Natalie believes firmly in a women's right to make her own decisions regarding her body, and access to abortion is far from the only right at stake now that Roe v. Wade has been overturned.  The rights to the most intimate decisions between couples - birth control, same-sex marriage, emergency contraception, and in vitro fertilization, could be decided by state law. If Roe falls, as seems likely, it will fall to state legislatures to protect our right to privacy and reproductive freedom, and Natalie will fight to ensure that freedom and access in Maryland.

ECONOMY

Growing our economy here in Maryland and in our district is the priority on which so many others are based, and should be a part of the mission of every government agency. We must grow and attract a skilled workforce, which means investing in education, apprenticeships, and other traditional and non-traditional pathways that enable everyone to build a career or a business. Investments in transportation, the environment, housing, public safety and amenities such as parks and recreational opportunities all serve to attract businesses to our state. 

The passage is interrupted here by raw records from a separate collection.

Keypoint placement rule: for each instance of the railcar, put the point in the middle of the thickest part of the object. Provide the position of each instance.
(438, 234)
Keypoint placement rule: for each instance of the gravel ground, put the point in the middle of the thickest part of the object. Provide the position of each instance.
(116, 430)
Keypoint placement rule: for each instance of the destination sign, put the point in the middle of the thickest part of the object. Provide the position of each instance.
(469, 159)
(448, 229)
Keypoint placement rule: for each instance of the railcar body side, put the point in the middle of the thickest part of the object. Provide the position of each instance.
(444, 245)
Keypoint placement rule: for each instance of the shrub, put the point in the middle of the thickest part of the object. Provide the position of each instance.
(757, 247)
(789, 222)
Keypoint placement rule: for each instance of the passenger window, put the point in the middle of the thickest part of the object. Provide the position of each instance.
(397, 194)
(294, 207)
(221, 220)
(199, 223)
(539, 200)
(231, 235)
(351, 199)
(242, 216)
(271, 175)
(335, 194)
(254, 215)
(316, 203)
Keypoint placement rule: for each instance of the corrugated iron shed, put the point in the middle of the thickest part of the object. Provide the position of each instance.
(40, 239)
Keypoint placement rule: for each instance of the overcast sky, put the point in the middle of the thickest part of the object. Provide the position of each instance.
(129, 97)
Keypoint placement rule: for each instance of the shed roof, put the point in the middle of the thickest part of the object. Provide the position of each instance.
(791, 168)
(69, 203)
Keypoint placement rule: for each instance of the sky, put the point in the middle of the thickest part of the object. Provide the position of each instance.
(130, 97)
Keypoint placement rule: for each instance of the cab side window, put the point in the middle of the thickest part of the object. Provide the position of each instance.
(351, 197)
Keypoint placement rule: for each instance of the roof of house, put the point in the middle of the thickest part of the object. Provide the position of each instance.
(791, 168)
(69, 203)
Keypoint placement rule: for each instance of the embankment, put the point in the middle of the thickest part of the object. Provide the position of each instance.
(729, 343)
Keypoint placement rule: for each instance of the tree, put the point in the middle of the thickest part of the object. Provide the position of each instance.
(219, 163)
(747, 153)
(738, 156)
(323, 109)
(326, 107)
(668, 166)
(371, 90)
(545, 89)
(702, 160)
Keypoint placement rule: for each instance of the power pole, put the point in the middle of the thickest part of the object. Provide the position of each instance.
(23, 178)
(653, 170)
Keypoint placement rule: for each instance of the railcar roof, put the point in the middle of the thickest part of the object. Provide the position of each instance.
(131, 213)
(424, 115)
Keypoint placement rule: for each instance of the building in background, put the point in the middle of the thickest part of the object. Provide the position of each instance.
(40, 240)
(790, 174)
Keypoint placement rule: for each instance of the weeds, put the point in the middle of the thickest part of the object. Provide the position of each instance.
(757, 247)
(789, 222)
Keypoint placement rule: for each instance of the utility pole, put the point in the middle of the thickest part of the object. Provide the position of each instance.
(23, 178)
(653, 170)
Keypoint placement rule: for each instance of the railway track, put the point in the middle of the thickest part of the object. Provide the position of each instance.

Among the many opportunities we have to grow our economy, the recently passed Infrastructure Investment and Jobs Act will provide billions of dollars to expand broadband access, build bridges and roads, and improve the Port of Baltimore, investments which will further attract business to our state in the future.

CivicHealth

CIVIC HEALTH

We must actively find opportunities to bridge the partisan divide and bring people with differing political beliefs together. Our government works best when everyone feels empowered to participate in a productive civic process. If we listen to each other with open minds, we have a much better chance of thinking creatively and working together to solve our problems to keep improving our district. And when we work together, we ensure that our government is one by and for the people, not the special interests.